Billedtekst til banner med: "We're not fickle. We just don't like you."
The fans send a message to O'Leary
In his first year at Villa, he steered them into the top six on limited resources and he has only once, in his final season there, finished outside the top 10 of the Premier League. View in it a certain light and O'Leary's record compares favourably with those of Harry Redknapp, Sam Allardyce or, at Villa Park, O'Neill. And none, of course, can match his European exploits. Leeds are rarely mentioned without the 2001 Champions League semi-finals, partly because it is a reminder how far and how fast they have fallen.
Nevertheless, it was a remarkable achievement at a time when Premier League clubs were not accustomed to progressing that far. Homegrown managers still aren't: the last schooled in England to reach that stage in Europe's premier club competition was Joe Fagan, a quarter of a century ago.
Yet in the three years since O'Leary became the final victim of 'Deadly Doug' Ellis, there has not been a clamour for his appointment anywhere. His image means he is unlikely to become a cause celebre, and the Newcastle United Supporters Club have voiced their opposition to O'Leary. He has won more football matches than popularity contests. Admittedly, some of his players are thought to have taken a dislike to him at both of his former clubs and man-management is an issue to address if he returns to the dug-out, but public approval matters less than results.

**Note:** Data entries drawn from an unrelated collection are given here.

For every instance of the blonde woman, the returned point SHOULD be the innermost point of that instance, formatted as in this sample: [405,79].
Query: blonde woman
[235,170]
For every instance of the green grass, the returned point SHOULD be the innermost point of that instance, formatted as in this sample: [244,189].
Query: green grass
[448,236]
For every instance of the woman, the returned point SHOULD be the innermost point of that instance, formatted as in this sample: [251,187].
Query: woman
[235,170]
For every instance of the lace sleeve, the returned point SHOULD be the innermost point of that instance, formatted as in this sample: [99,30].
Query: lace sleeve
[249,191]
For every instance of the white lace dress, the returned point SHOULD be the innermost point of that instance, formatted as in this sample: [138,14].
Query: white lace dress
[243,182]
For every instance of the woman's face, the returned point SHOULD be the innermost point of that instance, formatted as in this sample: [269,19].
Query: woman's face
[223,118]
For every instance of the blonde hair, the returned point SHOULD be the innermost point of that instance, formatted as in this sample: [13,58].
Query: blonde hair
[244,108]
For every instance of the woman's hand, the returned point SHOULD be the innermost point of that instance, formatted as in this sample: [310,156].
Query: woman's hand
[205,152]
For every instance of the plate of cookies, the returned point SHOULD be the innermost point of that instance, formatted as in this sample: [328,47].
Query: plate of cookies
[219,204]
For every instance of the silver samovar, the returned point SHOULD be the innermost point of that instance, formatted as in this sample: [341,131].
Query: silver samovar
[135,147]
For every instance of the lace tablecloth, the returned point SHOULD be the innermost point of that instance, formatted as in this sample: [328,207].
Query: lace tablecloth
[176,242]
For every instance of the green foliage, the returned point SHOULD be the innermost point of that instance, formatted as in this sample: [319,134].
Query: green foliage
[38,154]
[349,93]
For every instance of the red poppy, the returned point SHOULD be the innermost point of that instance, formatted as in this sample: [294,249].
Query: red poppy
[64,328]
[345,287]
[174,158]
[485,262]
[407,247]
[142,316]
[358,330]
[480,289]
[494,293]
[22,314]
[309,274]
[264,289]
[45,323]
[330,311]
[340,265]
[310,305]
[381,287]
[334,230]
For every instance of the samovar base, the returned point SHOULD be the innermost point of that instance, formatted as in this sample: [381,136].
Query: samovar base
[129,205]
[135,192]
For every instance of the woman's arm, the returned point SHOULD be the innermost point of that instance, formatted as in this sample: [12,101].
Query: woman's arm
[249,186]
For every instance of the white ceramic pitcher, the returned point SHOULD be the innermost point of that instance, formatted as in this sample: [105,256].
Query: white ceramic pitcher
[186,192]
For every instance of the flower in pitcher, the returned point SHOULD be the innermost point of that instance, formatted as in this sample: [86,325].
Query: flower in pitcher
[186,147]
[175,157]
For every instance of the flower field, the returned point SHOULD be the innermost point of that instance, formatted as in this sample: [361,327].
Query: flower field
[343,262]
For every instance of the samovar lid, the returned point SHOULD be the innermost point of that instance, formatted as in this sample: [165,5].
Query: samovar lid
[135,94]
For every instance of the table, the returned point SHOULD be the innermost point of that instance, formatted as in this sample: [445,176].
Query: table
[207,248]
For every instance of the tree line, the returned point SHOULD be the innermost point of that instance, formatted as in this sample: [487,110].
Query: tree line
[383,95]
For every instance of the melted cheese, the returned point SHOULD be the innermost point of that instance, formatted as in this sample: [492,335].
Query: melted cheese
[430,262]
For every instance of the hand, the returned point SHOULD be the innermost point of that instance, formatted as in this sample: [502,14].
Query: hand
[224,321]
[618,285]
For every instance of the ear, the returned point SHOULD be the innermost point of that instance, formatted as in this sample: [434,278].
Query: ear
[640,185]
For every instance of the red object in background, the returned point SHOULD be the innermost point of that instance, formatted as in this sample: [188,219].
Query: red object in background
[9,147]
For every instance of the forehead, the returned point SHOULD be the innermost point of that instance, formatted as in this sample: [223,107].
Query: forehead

In that respect, it might take a man as impervious to received wisdom and as unaware of the views of the masses as Ashley to plump for O'Leary. It is a decision others appear reluctant to take. A select group of friends include Gerard Houllier, Tony Adams and Niall Quinn, but the last has appointed three managers during O'Leary's extended sabbatical. In his most recent interview, O'Leary said, somewhat strangely: "I know Niall too well to work with him. I know the real Niall."
It was a reminder that he has not helped himself, but the real David O'Leary, despite his flaws, is a manager of genuine ability. Quite when and where he will have the opportunity to demonstrate that, however, is part of the mystery of a very unusual career.